• New tax on land proposed for London

Plans for a new Land Value Tax have been outlined in a paper prepared by the Planning Committee of the Greater London Authority. It calls on the new mayor to fund further research into such a tax, declaring it has the potential to encourage undeveloped or underused land to be developed – largely for housing.
The concept would tax land based on its optimal use, whether it was developed for that or not. A landowner would therefore be incentivised to carry out an optimal development, in order to best cover the cost of the tax, which could replace the existing council tax, business rates and stamp duty.
The paper has been put together by assembly member Tom Copley, who notes in the foreward: “The greatest challenge facing the next mayor will be achieving a step change in the level of housebuilding in London.” With construction targets far from met, “new and bold thinking is required”, he argues.
Copley says the Land Value Tax is used elsewhere in the world, in countries including Denmark and Estonia, and it “provides incentives for bringing land into more productive use, and discourages keeping land empty or derelict.” The report says one data source has identified 1,973 hectares of land not currently used for housing in the capital, which could be developed – potentially creating 276,000 homes.
He concludes that the time is right to test out a daring new approach, because London is facing unprecedented levels of growth, and there is the challenge of funding it sustainably. The mayor’s office has demonstrated it can lead a growing world city responsibly, and there is the know-how to deliver strategic projects.
The tax would require the planning system to identify optimum land use for each site, something not currently a function of the system, the report acknowledges. It also acknowledges that introducing such a change would be fraught with practical challenges, creating winners and losers that might be politically contentious.
LVT would effectively be levied in a similar way to business rates today, based on the defined use of the land; it would be levied irrespective of the type or value of property developed on that land, and charged to the owner, not the occupier. It could also help reduce the capital’s reliance on Whitehall, allowing London to become more financially independent of central government.

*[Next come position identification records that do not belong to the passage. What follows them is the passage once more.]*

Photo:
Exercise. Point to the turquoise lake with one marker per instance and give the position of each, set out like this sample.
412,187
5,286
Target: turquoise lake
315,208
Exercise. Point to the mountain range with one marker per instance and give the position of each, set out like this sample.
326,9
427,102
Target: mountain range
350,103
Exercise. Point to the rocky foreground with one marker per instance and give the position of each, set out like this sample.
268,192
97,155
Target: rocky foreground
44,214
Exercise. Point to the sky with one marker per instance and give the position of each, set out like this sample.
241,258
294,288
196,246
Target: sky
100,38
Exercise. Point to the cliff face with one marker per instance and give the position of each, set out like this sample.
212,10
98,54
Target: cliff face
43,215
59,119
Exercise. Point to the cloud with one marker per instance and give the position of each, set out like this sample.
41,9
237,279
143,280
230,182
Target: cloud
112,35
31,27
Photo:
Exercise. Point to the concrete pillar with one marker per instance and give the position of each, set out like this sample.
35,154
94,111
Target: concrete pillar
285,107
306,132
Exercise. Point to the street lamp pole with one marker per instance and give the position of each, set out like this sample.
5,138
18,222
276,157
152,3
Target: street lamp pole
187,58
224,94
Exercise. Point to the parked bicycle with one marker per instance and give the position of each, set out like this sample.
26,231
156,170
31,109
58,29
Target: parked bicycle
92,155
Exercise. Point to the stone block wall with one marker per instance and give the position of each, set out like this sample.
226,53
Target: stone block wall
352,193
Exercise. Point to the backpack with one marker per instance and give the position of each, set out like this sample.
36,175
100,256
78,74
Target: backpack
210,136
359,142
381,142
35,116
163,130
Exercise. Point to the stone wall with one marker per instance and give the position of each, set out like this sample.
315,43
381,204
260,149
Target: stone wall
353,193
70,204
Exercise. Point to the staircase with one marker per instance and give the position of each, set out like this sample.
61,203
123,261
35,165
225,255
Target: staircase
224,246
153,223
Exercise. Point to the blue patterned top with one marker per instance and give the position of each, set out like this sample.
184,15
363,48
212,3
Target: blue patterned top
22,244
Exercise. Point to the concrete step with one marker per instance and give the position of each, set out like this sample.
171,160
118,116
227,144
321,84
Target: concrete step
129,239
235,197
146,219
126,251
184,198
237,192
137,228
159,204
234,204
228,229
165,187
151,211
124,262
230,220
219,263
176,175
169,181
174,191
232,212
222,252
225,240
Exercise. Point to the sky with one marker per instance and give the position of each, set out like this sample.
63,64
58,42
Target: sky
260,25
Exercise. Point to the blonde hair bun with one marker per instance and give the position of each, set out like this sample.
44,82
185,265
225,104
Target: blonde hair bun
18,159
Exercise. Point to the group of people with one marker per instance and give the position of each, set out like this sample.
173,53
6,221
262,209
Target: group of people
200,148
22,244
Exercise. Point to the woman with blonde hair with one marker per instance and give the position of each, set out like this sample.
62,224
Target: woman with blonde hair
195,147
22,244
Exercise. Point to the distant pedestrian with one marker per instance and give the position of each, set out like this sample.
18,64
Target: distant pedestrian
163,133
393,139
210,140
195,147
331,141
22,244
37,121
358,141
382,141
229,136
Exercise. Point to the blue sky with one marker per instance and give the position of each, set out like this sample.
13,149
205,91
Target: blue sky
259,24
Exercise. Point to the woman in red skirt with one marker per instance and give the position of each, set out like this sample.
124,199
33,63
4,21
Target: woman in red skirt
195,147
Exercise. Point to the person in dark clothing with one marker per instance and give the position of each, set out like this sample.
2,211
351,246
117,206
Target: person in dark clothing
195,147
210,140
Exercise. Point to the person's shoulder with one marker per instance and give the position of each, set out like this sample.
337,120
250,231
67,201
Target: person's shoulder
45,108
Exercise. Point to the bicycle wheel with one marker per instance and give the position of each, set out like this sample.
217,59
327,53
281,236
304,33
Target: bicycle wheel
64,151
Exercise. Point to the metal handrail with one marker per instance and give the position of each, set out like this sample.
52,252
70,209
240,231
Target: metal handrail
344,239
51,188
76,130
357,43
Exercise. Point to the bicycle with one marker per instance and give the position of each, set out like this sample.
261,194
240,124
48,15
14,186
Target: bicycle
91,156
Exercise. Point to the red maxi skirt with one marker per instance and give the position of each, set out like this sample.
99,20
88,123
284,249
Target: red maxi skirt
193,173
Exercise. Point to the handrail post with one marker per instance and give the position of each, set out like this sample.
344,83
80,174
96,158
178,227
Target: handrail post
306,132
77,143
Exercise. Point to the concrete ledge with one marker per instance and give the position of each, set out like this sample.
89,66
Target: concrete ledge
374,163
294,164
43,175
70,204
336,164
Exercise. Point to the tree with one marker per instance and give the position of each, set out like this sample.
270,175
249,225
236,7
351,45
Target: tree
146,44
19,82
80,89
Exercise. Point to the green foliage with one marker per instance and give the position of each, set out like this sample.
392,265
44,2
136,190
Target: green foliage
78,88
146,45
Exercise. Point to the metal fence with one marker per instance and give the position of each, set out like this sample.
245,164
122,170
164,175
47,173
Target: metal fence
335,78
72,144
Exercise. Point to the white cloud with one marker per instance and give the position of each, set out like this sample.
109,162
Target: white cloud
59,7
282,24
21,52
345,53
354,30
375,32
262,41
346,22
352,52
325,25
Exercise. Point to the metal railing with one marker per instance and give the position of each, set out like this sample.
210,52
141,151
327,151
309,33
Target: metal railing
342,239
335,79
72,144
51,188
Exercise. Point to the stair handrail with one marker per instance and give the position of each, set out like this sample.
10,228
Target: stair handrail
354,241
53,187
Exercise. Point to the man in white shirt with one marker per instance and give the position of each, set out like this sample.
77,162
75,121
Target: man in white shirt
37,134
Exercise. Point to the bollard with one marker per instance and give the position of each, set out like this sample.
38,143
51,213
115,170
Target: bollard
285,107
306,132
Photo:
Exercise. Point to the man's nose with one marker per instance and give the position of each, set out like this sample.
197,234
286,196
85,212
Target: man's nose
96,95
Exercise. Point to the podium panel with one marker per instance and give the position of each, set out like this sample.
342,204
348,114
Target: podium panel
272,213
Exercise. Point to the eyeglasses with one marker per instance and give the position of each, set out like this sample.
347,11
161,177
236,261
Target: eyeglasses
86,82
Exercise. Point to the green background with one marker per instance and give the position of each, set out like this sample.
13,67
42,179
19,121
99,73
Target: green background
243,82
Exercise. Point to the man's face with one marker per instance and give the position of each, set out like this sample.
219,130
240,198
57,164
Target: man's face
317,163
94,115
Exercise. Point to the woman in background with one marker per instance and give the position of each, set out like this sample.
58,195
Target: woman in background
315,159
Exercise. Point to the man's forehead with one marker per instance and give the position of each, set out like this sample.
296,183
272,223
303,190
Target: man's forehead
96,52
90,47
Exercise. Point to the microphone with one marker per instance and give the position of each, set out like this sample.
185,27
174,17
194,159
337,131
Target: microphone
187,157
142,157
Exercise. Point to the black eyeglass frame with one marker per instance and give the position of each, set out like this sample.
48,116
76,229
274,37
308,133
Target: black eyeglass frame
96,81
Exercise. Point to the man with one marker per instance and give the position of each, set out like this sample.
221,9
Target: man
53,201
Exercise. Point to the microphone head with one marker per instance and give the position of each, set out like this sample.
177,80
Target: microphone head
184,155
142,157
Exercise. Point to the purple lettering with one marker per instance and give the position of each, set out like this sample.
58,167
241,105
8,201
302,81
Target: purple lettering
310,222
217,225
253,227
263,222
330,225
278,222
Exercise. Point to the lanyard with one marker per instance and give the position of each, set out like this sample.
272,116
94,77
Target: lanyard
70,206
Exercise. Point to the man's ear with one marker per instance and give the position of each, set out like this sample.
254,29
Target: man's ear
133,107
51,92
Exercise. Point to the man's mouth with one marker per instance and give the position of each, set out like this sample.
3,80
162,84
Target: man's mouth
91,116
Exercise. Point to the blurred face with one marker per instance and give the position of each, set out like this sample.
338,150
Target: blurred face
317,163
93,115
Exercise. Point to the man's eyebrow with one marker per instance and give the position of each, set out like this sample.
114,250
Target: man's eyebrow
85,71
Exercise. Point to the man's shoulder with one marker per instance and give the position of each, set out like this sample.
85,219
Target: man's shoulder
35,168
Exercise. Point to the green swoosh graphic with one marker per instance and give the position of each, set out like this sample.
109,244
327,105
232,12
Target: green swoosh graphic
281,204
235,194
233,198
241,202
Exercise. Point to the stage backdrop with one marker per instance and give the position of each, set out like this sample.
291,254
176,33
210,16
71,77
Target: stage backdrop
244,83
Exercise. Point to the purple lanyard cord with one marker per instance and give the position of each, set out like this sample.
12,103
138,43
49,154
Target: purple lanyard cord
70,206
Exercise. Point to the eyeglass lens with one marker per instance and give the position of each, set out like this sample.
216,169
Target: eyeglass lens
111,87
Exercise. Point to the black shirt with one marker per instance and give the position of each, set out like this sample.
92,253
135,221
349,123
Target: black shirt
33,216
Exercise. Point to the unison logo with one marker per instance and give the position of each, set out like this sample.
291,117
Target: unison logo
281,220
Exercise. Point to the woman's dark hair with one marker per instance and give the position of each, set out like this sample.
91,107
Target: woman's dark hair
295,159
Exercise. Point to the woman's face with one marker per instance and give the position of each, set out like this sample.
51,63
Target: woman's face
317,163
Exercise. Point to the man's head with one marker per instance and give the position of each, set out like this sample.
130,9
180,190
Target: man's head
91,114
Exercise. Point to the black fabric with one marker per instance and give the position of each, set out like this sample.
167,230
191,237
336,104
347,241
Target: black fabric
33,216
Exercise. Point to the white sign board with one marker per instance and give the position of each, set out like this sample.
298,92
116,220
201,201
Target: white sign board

The report recommends the new mayor looks into the powers necessary to run such a tax, and commissions a feasibility study. It also suggests a trial, perhaps with a pilot scheme at Old Oak Common within the Park Royal Development Corporation’s area.

LPA Perspective: This is scary stuff – should the momentum for this idea gather, it could upset plenty of those in the development world.
Yes, LVT has worked in some places. Harrisburg, Pennsylvania credits its recovery with the implementation of a land tax, replacing property taxes over a staged period. This was a city on its uppers after a major hurricane, and had lost a third of its population. But there are major practical problems, as well as some philosophical issues.
Currently, land use is decided by its owner, coming into contact – sometimes a negotiated contact, sometimes an embattled one – with the planning system. LVT would require local planners to decide what should go where, effectively reducing the flexibility of innovative developers and designers to transform neighbourhoods with imaginative regeneration projects.
And there is the right, established over a long period, for a landowner to do what they want with their property, within certain planning rules and restrictions; with doing nothing being just one of those options. By using LVT, a landowner is penalised for leaving land fallow or, underoptimised. And one reason why a landowner might feel minded to knock down a currently unused building, is the fact that business rates relief was removed on empty buildings – a relatively recent change that has led to huge waste and substantial demolition of older properties.
Land assembly, planning negotiations, and the inability of public bodies to sort their land holdings are all reasons why sites don’t get developed to their full potential. Land banking, often claimed as an issue, has rarely been proven to happen in reality. There is also the issue of market timing – why build a new office block in the City of London, for example, if there is plenty of new office space yet to be let?
The UK system is also well used to housebuilding developers taking options on farm land, which they then push to get included in a local plan, for it to – some years later – become housing land. Local planners will now have an incentive to get the land zoned for development sooner, rather than later, to increase their tax base.
Then there are the practical issues, in a city of the scale and vibrancy of London. Establishing values, and uses, will be problematic. And as the recent experience of the Community Infrastructure Levy has demonstrated, when adjacent districts have substantially different charging levels applied, there can be unintended consequences.
LVT is a big idea – and one that may merit further study, perhaps a pilot – but let’s not get too excited, too quickly.